Thanks to that, if we look down in resolve()... and skip passed some normalization, it ultimately yields $this->container->get($controller) - to get the mini-container - then ->get($argument->getName()) to get the specific service for the $slack or articleRepository argument.

So we have a big container, full of containers... which are full of services. How crazy is that?

How the Controller Containers are Built

The truly amazing part is how Symfony figures all of this out. All of the logic for building this container of containers is done when your cache is built: there is zero runtime overhead.

The key behind this working is hiding inside of your config/services.yaml file. Have you ever wondered why the src/Controller directory has its own import section? It's not strictly needed... because classes in this directory are already registered as services thanks to the import above.

The reason is this tag... which does two things. First, it makes these services public. We talked about that earlier: controller services must be public so that the controller resolver can fetch that service out of the main container at runtime.

The second thing it does is more interesting. When Symfony is building the container cache, it looks for all of the services that have this tag. It then finds all the public methods on the classes and uses autowiring to figure out all the arguments that are type-hinted with an autowireable service. It uses that info to create this final container of containers.

This was a key innovation in Symfony 3.4 that allowed us to use autowiring in our controller methods.

Head back to ServiceValueResolver and, back up here, let's remove the dd().
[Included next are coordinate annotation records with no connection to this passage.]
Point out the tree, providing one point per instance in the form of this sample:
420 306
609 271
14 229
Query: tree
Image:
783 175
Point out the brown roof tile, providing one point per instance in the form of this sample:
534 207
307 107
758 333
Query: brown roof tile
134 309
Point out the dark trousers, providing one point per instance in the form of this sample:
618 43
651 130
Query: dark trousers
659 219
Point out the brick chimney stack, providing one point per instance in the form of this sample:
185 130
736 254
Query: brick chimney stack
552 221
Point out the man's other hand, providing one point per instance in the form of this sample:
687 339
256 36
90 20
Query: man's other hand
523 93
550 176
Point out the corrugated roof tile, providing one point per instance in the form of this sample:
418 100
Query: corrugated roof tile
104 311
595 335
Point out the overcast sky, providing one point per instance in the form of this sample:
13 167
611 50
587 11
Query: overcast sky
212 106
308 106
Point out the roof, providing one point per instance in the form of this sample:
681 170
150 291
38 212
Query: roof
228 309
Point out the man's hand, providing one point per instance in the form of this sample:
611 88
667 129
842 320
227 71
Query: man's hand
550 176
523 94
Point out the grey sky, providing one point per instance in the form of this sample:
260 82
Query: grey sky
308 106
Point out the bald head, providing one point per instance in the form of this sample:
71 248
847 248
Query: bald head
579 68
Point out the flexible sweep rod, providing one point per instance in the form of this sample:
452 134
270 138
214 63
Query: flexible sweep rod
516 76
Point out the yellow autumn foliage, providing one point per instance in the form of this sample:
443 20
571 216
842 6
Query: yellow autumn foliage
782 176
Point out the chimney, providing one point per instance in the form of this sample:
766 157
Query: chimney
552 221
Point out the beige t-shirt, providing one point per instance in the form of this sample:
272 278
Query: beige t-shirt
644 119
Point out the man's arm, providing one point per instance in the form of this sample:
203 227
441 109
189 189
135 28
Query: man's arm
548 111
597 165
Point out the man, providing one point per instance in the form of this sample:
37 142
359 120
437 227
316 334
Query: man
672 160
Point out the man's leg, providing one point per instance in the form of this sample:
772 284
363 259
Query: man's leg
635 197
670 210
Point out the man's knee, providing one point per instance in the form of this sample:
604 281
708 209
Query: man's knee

Route Defaults can be Arguments

So... that's basically it for the main argument value resolvers. If your argument name matches a route wildcard, then that's allowed as an argument. And actually, now that we understand that these wildcard values go into the request attributes and that any route defaults are added to the same place, open config/routes.yaml. Thanks to this totally_inventing_this_default key that we added to defaults, this will be put into the request attributes and we could add an argument to our controller with this name.

One Missing Piece: Auto-querying Entity Arguments

But we still haven't explained one thing. Open ArticleAdminController and find the edit() action. It doesn't explain why I can type-hint an entity class and... something queries for it automatically and passes us the object.

We'll learn how that works later: it uses a bit of an older system inside of Symfony.

Next, let's go back to HttpKernel and continue our journey. We now have the controller and the arguments. Yep! It's time to actually execute the controller.